1. Jesus is the fulfillment of God’s story . . . he is where the Old Testament was pointing, and this should strengthen our faith. Everyone has a “story” that shapes her or his life, and it’s important that the story we believe is actually true.

2. Satan will do anything he can to keep us from believing this, or, if we already believe it, he’ll try to distract us from its life-changing implications.

Reflection Questions

Start Praying

  • How can our class pray for you or a friend or loved one tonight?

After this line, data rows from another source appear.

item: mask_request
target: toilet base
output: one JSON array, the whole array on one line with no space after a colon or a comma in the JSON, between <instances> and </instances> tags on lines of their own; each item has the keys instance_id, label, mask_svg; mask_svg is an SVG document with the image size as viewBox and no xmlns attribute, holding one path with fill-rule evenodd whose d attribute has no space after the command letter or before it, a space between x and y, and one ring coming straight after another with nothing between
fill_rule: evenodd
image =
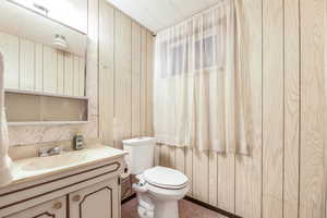
<instances>
[{"instance_id":1,"label":"toilet base","mask_svg":"<svg viewBox=\"0 0 327 218\"><path fill-rule=\"evenodd\" d=\"M178 201L155 203L155 218L179 218Z\"/></svg>"},{"instance_id":2,"label":"toilet base","mask_svg":"<svg viewBox=\"0 0 327 218\"><path fill-rule=\"evenodd\" d=\"M152 199L146 194L137 194L137 199L141 218L179 218L178 201Z\"/></svg>"}]
</instances>

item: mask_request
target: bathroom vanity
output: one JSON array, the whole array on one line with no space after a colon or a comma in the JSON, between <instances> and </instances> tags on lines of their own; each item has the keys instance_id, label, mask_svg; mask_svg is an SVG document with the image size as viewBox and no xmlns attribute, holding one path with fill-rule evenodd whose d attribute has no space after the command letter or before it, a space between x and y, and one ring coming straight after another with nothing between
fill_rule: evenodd
<instances>
[{"instance_id":1,"label":"bathroom vanity","mask_svg":"<svg viewBox=\"0 0 327 218\"><path fill-rule=\"evenodd\" d=\"M14 181L0 189L0 217L120 217L125 154L98 145L14 161Z\"/></svg>"}]
</instances>

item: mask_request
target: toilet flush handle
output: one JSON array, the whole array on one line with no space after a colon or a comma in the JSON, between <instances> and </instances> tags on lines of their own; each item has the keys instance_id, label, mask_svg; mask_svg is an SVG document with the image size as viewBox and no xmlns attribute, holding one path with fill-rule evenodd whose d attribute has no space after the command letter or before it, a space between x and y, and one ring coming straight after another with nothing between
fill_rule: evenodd
<instances>
[{"instance_id":1,"label":"toilet flush handle","mask_svg":"<svg viewBox=\"0 0 327 218\"><path fill-rule=\"evenodd\" d=\"M140 180L140 182L133 184L133 189L135 190L135 192L147 192L146 183L144 180Z\"/></svg>"}]
</instances>

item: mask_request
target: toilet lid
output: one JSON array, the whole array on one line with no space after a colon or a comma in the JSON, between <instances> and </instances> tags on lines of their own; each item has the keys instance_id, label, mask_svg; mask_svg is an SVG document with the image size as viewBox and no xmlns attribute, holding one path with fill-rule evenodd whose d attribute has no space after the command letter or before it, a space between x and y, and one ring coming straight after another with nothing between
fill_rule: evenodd
<instances>
[{"instance_id":1,"label":"toilet lid","mask_svg":"<svg viewBox=\"0 0 327 218\"><path fill-rule=\"evenodd\" d=\"M182 189L187 185L187 177L178 170L154 167L145 170L143 178L149 184L164 189Z\"/></svg>"}]
</instances>

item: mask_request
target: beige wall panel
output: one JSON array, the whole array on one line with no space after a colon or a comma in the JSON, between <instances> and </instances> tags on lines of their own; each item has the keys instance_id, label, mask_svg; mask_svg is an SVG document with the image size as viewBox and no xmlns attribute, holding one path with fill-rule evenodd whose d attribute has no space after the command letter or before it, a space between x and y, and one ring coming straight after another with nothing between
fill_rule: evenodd
<instances>
[{"instance_id":1,"label":"beige wall panel","mask_svg":"<svg viewBox=\"0 0 327 218\"><path fill-rule=\"evenodd\" d=\"M71 53L64 53L64 95L74 94L74 57Z\"/></svg>"},{"instance_id":2,"label":"beige wall panel","mask_svg":"<svg viewBox=\"0 0 327 218\"><path fill-rule=\"evenodd\" d=\"M242 15L241 63L250 76L253 122L251 155L235 157L235 214L244 218L262 217L262 0L240 0Z\"/></svg>"},{"instance_id":3,"label":"beige wall panel","mask_svg":"<svg viewBox=\"0 0 327 218\"><path fill-rule=\"evenodd\" d=\"M193 197L209 202L209 154L193 149Z\"/></svg>"},{"instance_id":4,"label":"beige wall panel","mask_svg":"<svg viewBox=\"0 0 327 218\"><path fill-rule=\"evenodd\" d=\"M132 23L132 136L141 135L141 26Z\"/></svg>"},{"instance_id":5,"label":"beige wall panel","mask_svg":"<svg viewBox=\"0 0 327 218\"><path fill-rule=\"evenodd\" d=\"M299 211L300 41L299 0L284 1L283 217Z\"/></svg>"},{"instance_id":6,"label":"beige wall panel","mask_svg":"<svg viewBox=\"0 0 327 218\"><path fill-rule=\"evenodd\" d=\"M114 9L105 0L100 1L99 17L100 132L102 141L113 145Z\"/></svg>"},{"instance_id":7,"label":"beige wall panel","mask_svg":"<svg viewBox=\"0 0 327 218\"><path fill-rule=\"evenodd\" d=\"M95 123L99 129L99 3L100 1L88 1L87 19L87 56L85 75L85 95L88 97L88 113L97 116ZM100 131L98 132L98 136Z\"/></svg>"},{"instance_id":8,"label":"beige wall panel","mask_svg":"<svg viewBox=\"0 0 327 218\"><path fill-rule=\"evenodd\" d=\"M218 157L218 207L230 213L235 210L235 156L220 154Z\"/></svg>"},{"instance_id":9,"label":"beige wall panel","mask_svg":"<svg viewBox=\"0 0 327 218\"><path fill-rule=\"evenodd\" d=\"M155 147L155 166L160 166L160 145L156 145Z\"/></svg>"},{"instance_id":10,"label":"beige wall panel","mask_svg":"<svg viewBox=\"0 0 327 218\"><path fill-rule=\"evenodd\" d=\"M35 44L35 92L44 90L44 45Z\"/></svg>"},{"instance_id":11,"label":"beige wall panel","mask_svg":"<svg viewBox=\"0 0 327 218\"><path fill-rule=\"evenodd\" d=\"M218 206L218 154L209 153L209 204Z\"/></svg>"},{"instance_id":12,"label":"beige wall panel","mask_svg":"<svg viewBox=\"0 0 327 218\"><path fill-rule=\"evenodd\" d=\"M300 0L300 218L324 217L324 13L326 1ZM326 146L326 145L325 145Z\"/></svg>"},{"instance_id":13,"label":"beige wall panel","mask_svg":"<svg viewBox=\"0 0 327 218\"><path fill-rule=\"evenodd\" d=\"M78 96L85 96L85 59L80 58Z\"/></svg>"},{"instance_id":14,"label":"beige wall panel","mask_svg":"<svg viewBox=\"0 0 327 218\"><path fill-rule=\"evenodd\" d=\"M170 167L170 150L169 146L167 145L161 145L160 146L160 165L164 167Z\"/></svg>"},{"instance_id":15,"label":"beige wall panel","mask_svg":"<svg viewBox=\"0 0 327 218\"><path fill-rule=\"evenodd\" d=\"M64 95L64 52L57 51L57 73L58 73L58 85L57 94Z\"/></svg>"},{"instance_id":16,"label":"beige wall panel","mask_svg":"<svg viewBox=\"0 0 327 218\"><path fill-rule=\"evenodd\" d=\"M120 11L116 11L114 44L114 146L122 147L122 140L132 134L132 22Z\"/></svg>"},{"instance_id":17,"label":"beige wall panel","mask_svg":"<svg viewBox=\"0 0 327 218\"><path fill-rule=\"evenodd\" d=\"M141 134L146 135L146 85L147 85L147 31L142 27L141 29Z\"/></svg>"},{"instance_id":18,"label":"beige wall panel","mask_svg":"<svg viewBox=\"0 0 327 218\"><path fill-rule=\"evenodd\" d=\"M20 40L20 89L34 90L35 73L35 44L29 40Z\"/></svg>"},{"instance_id":19,"label":"beige wall panel","mask_svg":"<svg viewBox=\"0 0 327 218\"><path fill-rule=\"evenodd\" d=\"M185 174L190 180L189 196L193 196L193 149L185 148Z\"/></svg>"},{"instance_id":20,"label":"beige wall panel","mask_svg":"<svg viewBox=\"0 0 327 218\"><path fill-rule=\"evenodd\" d=\"M263 218L282 218L283 1L263 9Z\"/></svg>"},{"instance_id":21,"label":"beige wall panel","mask_svg":"<svg viewBox=\"0 0 327 218\"><path fill-rule=\"evenodd\" d=\"M185 173L185 148L184 147L175 147L174 148L175 156L175 169Z\"/></svg>"},{"instance_id":22,"label":"beige wall panel","mask_svg":"<svg viewBox=\"0 0 327 218\"><path fill-rule=\"evenodd\" d=\"M57 51L44 46L44 92L56 94L57 80Z\"/></svg>"},{"instance_id":23,"label":"beige wall panel","mask_svg":"<svg viewBox=\"0 0 327 218\"><path fill-rule=\"evenodd\" d=\"M20 39L0 32L0 52L4 62L4 87L20 87Z\"/></svg>"},{"instance_id":24,"label":"beige wall panel","mask_svg":"<svg viewBox=\"0 0 327 218\"><path fill-rule=\"evenodd\" d=\"M147 48L146 48L146 55L147 55L147 78L146 78L146 132L147 135L154 134L154 128L153 128L153 78L154 78L154 37L152 33L147 32Z\"/></svg>"},{"instance_id":25,"label":"beige wall panel","mask_svg":"<svg viewBox=\"0 0 327 218\"><path fill-rule=\"evenodd\" d=\"M81 58L74 56L74 73L73 73L73 96L78 96L80 94L80 76L81 76Z\"/></svg>"}]
</instances>

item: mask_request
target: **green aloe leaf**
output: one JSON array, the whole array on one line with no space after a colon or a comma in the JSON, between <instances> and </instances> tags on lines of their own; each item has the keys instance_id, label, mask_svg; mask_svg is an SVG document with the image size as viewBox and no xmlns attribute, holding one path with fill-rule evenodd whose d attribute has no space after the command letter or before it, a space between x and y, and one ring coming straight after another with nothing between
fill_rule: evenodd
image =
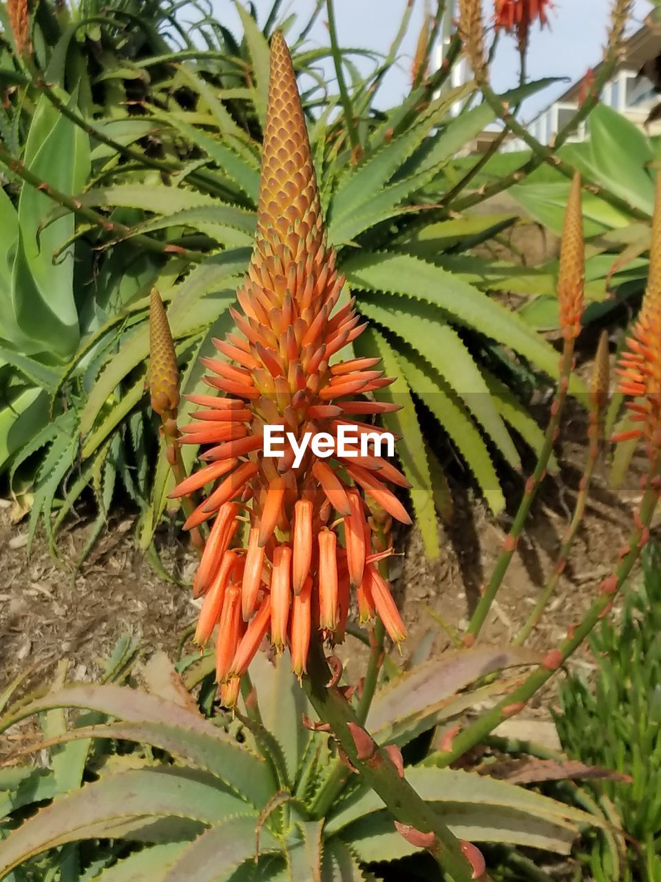
<instances>
[{"instance_id":1,"label":"green aloe leaf","mask_svg":"<svg viewBox=\"0 0 661 882\"><path fill-rule=\"evenodd\" d=\"M108 775L56 800L11 832L0 849L0 877L66 842L159 841L160 819L171 819L167 835L175 839L180 831L180 838L187 839L196 825L220 821L235 802L209 783L174 770L132 769Z\"/></svg>"},{"instance_id":2,"label":"green aloe leaf","mask_svg":"<svg viewBox=\"0 0 661 882\"><path fill-rule=\"evenodd\" d=\"M324 842L323 882L365 882L353 852L338 836Z\"/></svg>"},{"instance_id":3,"label":"green aloe leaf","mask_svg":"<svg viewBox=\"0 0 661 882\"><path fill-rule=\"evenodd\" d=\"M185 116L166 114L158 108L152 108L155 119L163 119L173 129L196 144L206 153L218 168L228 175L241 187L254 205L257 204L259 192L259 169L240 156L231 146L204 131L198 125L188 122ZM232 142L236 144L236 140Z\"/></svg>"},{"instance_id":4,"label":"green aloe leaf","mask_svg":"<svg viewBox=\"0 0 661 882\"><path fill-rule=\"evenodd\" d=\"M301 841L286 852L290 882L299 882L299 879L322 882L323 821L299 821L296 826Z\"/></svg>"},{"instance_id":5,"label":"green aloe leaf","mask_svg":"<svg viewBox=\"0 0 661 882\"><path fill-rule=\"evenodd\" d=\"M209 258L174 288L167 318L175 339L180 337L182 328L188 326L189 329L192 310L201 298L221 288L221 283L228 279L242 273L249 255L247 249L233 249ZM218 312L222 311L223 305L227 305L227 302L219 305ZM212 308L216 309L215 304ZM202 323L201 318L197 321ZM127 336L119 353L108 363L90 392L80 415L80 431L83 435L90 431L106 401L126 375L145 361L148 354L149 328L143 324Z\"/></svg>"},{"instance_id":6,"label":"green aloe leaf","mask_svg":"<svg viewBox=\"0 0 661 882\"><path fill-rule=\"evenodd\" d=\"M394 414L384 414L382 422L389 431L394 435L401 435L404 439L397 447L397 455L404 474L412 485L411 500L422 534L425 550L427 557L434 559L440 554L434 485L425 441L402 363L385 337L375 328L367 328L356 340L354 348L359 355L381 358L386 376L396 377L395 382L380 390L376 397L380 401L402 407L401 410Z\"/></svg>"}]
</instances>

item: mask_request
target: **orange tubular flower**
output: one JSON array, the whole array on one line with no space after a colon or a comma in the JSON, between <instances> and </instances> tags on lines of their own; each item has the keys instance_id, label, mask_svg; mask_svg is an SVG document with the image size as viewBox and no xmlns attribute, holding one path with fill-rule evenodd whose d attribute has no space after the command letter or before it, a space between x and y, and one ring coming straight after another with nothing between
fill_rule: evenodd
<instances>
[{"instance_id":1,"label":"orange tubular flower","mask_svg":"<svg viewBox=\"0 0 661 882\"><path fill-rule=\"evenodd\" d=\"M388 585L373 564L366 564L372 548L364 495L410 523L388 486L408 483L380 457L337 455L340 428L354 427L359 437L371 428L356 422L355 415L397 409L352 396L392 380L382 376L378 359L334 359L364 327L353 301L338 308L344 279L335 264L291 57L277 33L256 244L237 292L239 309L232 310L240 333L213 340L221 357L204 360L213 373L207 384L219 397L191 396L203 409L182 443L210 445L200 457L209 465L173 494L214 485L186 526L216 518L196 579L196 593L205 594L197 639L204 641L218 625L217 673L228 705L268 632L276 648L288 644L298 676L316 632L342 639L349 583L358 589L368 570L369 613L375 608L397 642L405 636ZM326 432L334 452L320 460L308 448L294 467L293 446L286 442L281 455L265 456L266 425L291 432L297 445L305 433ZM230 549L240 510L249 519L248 547ZM344 527L345 546L338 526Z\"/></svg>"},{"instance_id":2,"label":"orange tubular flower","mask_svg":"<svg viewBox=\"0 0 661 882\"><path fill-rule=\"evenodd\" d=\"M657 198L652 219L650 275L642 305L627 340L615 372L621 377L620 392L635 399L627 404L639 427L613 437L613 441L643 437L650 460L661 458L661 174L657 176Z\"/></svg>"},{"instance_id":3,"label":"orange tubular flower","mask_svg":"<svg viewBox=\"0 0 661 882\"><path fill-rule=\"evenodd\" d=\"M551 0L495 0L494 24L508 34L515 31L519 40L525 39L531 25L536 19L542 27L548 24L548 11L553 8Z\"/></svg>"}]
</instances>

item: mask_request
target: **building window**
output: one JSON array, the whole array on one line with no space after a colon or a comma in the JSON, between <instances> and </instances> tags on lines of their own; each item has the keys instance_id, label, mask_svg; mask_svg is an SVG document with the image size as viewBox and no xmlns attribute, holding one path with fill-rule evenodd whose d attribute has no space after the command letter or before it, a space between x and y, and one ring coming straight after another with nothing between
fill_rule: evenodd
<instances>
[{"instance_id":1,"label":"building window","mask_svg":"<svg viewBox=\"0 0 661 882\"><path fill-rule=\"evenodd\" d=\"M564 129L564 127L571 122L572 117L576 112L576 108L561 107L558 108L558 131Z\"/></svg>"},{"instance_id":2,"label":"building window","mask_svg":"<svg viewBox=\"0 0 661 882\"><path fill-rule=\"evenodd\" d=\"M628 71L624 74L625 107L628 107L628 108L630 108L632 106L632 104L631 104L631 96L633 95L634 91L635 90L636 86L637 86L637 83L635 81L635 76L636 75L635 73L633 73L632 71ZM644 78L650 84L650 88L651 89L651 87L652 87L651 82L649 79L647 79L647 77L645 77Z\"/></svg>"}]
</instances>

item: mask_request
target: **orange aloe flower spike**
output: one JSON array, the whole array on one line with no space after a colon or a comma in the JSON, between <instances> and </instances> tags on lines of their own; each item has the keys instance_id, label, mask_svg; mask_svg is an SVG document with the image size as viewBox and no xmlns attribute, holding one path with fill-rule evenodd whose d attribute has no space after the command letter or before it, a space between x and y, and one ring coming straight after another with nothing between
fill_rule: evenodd
<instances>
[{"instance_id":1,"label":"orange aloe flower spike","mask_svg":"<svg viewBox=\"0 0 661 882\"><path fill-rule=\"evenodd\" d=\"M271 642L276 652L285 648L292 605L292 549L279 545L273 552L271 574Z\"/></svg>"},{"instance_id":2,"label":"orange aloe flower spike","mask_svg":"<svg viewBox=\"0 0 661 882\"><path fill-rule=\"evenodd\" d=\"M175 416L179 407L179 369L163 301L152 288L149 304L149 392L152 409Z\"/></svg>"},{"instance_id":3,"label":"orange aloe flower spike","mask_svg":"<svg viewBox=\"0 0 661 882\"><path fill-rule=\"evenodd\" d=\"M585 245L581 208L581 176L576 172L567 201L558 272L560 326L565 340L581 333L585 288Z\"/></svg>"},{"instance_id":4,"label":"orange aloe flower spike","mask_svg":"<svg viewBox=\"0 0 661 882\"><path fill-rule=\"evenodd\" d=\"M301 594L310 572L312 563L312 515L311 499L299 499L293 506L293 572L292 587L295 594Z\"/></svg>"}]
</instances>

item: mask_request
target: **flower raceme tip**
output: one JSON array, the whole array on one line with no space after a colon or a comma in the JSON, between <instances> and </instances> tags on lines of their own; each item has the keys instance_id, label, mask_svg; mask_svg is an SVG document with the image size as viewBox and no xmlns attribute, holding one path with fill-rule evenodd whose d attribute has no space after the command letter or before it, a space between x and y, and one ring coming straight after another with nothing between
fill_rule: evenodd
<instances>
[{"instance_id":1,"label":"flower raceme tip","mask_svg":"<svg viewBox=\"0 0 661 882\"><path fill-rule=\"evenodd\" d=\"M406 634L375 566L389 549L373 554L369 527L370 506L411 522L395 491L409 483L382 455L394 436L369 422L398 407L375 398L393 382L380 359L338 360L365 327L353 299L340 305L343 286L278 32L255 248L230 310L236 333L203 359L210 393L189 396L200 409L179 439L204 448L203 465L172 494L203 490L187 527L214 519L194 582L204 598L196 638L216 632L227 705L267 635L276 651L289 647L299 677L311 640L341 641L352 588L361 618L379 616L397 643Z\"/></svg>"},{"instance_id":2,"label":"flower raceme tip","mask_svg":"<svg viewBox=\"0 0 661 882\"><path fill-rule=\"evenodd\" d=\"M294 432L286 431L282 425L264 427L264 456L284 456L285 443L293 452L293 468L299 467L308 446L314 455L321 459L335 454L342 460L366 458L372 453L380 457L383 445L386 446L386 456L395 455L395 436L392 432L368 430L360 434L358 426L350 423L338 426L335 436L330 432L303 432L300 441Z\"/></svg>"}]
</instances>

Start Reading(read Acts 13:26-33)

  • What questions or observations did you have as you read the text? What jumped out at you?
  • What are the parts of Israelite history that Paul refers to in his sermon? [hint: patriarchs (v 17), rescue from Egypt (v 17), wilderness wandering (v 18), etc.]

Start Thinking

  • What two groups is Paul referring to when he says, “Men of Israel and you who fear God” (v 16) (also here: “Brothers, sons of the family of Abraham, and those among you who fear God,” v 26)?
  • What one thing about Jesus gets more of Paul’s attention than anything else?

Start Sharing

  • Sunday’s sermon mentioned the importance of the “story” that we believe. What was the point of that? Why does it matter?
  • Pluralism essentially means that we can choose from multiple stories to organize our lives, and that none is better than another. How does the message about Jesus challenge that?
  • After Paul’s sermon, some enemies of the faith disrupted the sharing and accepting of the gospel. What distractions does Satan use now to keep us from focusing on Christ?

Start Doing

  • This week at home, work, or school, how will your conviction that what Paul said is true affect your choices? Your relationships? Your marriage? How you use your money? How you handle success or tragedy?
  • Paul’s sermon hinges on the truthfulness of the resurrection. How does your belief in the empty tomb affect your daily life?

Start Praying(ACTS acronym)

  • Adoration: Praise God for what he’s done in Christ.
  • Confession: Confess how we so often forget about what God has done and is doing in the world through Christ.
  • Thanksgiving: Thank God for the empty tomb.
  • Supplication: Ask God to help all the members of this class find their place in God’s beautiful story.